Tüm dosya kapsamı birlikte değerlendirildiğinde;davacının kendi sigortalısına halef olması nedeni ile halef olan kişi ile zarara sebebiyet verdiği iddia edilen kişi arasındaki ilişkiye bakılması gerektiği ve davacı ile davalı arasında herhangi bir sigorta ilişkisi bulunmadığı, halef olunanla gerçek şahıs davalı yaya arasındaki ilişkinin haksız fiile dayandığı, haksız fiilden doğan davalarda genel görevli mahkeme olan Asliye Hukuk Mahkemeleri’nin görevli olduğu, davacının halefiyete dayalı olarak açtığı rücuen tazminat davasında da Asliye Hukuk Mahkemesi’nin görevli olduğu gözetilerek; davaya bakma görevinin Asliye Hukuk Mahkemesi’ne ait olması nedeniyle mahkememizin görevsizliğine karar verilerek aşağıdaki şekilde hüküm kurulmuştur.

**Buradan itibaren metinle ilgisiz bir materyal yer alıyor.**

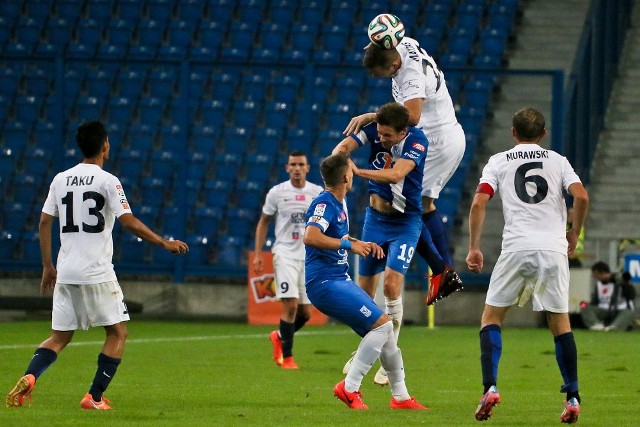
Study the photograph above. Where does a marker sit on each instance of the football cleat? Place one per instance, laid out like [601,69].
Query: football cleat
[442,285]
[288,363]
[347,366]
[490,399]
[410,403]
[353,400]
[381,377]
[21,391]
[274,337]
[571,411]
[88,403]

HÜKÜM(Yukarıda Açıklanan Nedenlerle):
1-Mahkememizin GÖREVSİZLİĞİ nedeni ile davanın 6100 sayılı HMK’nın 114/1-c ve 115/2 maddesi gereğince dava şartı yokluğundan USULDEN REDDİNE, görevli Mahkemenin İSTANBUL ASLİYE HUKUK MAHKEMELERİ olduğuna,
2-6100 Sayılı HMK’nun 20. maddesi gereğince taraflardan birinin görevsizlik kararı süresi içinde kanun yoluna başvurulmayarak kesinleşmiş ise kararın kesinleştiği tarihten, kanun yoluna başvurulmuşsa bu başvurunun reddi kararının tebliğ tarihinden itibaren 2 hafta içerisinde mahkememize başvurarak dava dosyasının görevli İstanbul Asliye Hukuk Mahkemesi’ne gönderilmesini talep etmelerinin gerektiğinin, aksi taktirde mahkememizce davanın açılmamış sayılmasına karar verileceğinin İHTARATINA,
3-Mahkememizce verilen görevsizlik kararının kesinleşmesinden sonra dava yetkili görevli mahkemede devam edilmemesi ve talep halinde yargılama giderlerinin değerlendirilerek HMK’ nun 331/2. maddesi gereğince bir karar verileceğinin İHTARATINA,
4-Harç,yargılama gideri ve vekalet ücretinin görevli mahkemece değerlendirilmesine,
Dair, davacı vekilinin yüzüne karşı, davalı tarafın yokluğunda gerekçeli kararın tebliğinden itibaren iki hafta içerisinde mahkememize ya da mahkememize gönderilmek üzere istinaf dilekçesi sunulmak suretiyle İstanbul Bölge Adliye Mahkemesi nezdinde istinaf kanun yolu açık olmak üzere verilen karar açıkça okunup usulen anlatıldı. 06/10/2020

Katip …

Hakim …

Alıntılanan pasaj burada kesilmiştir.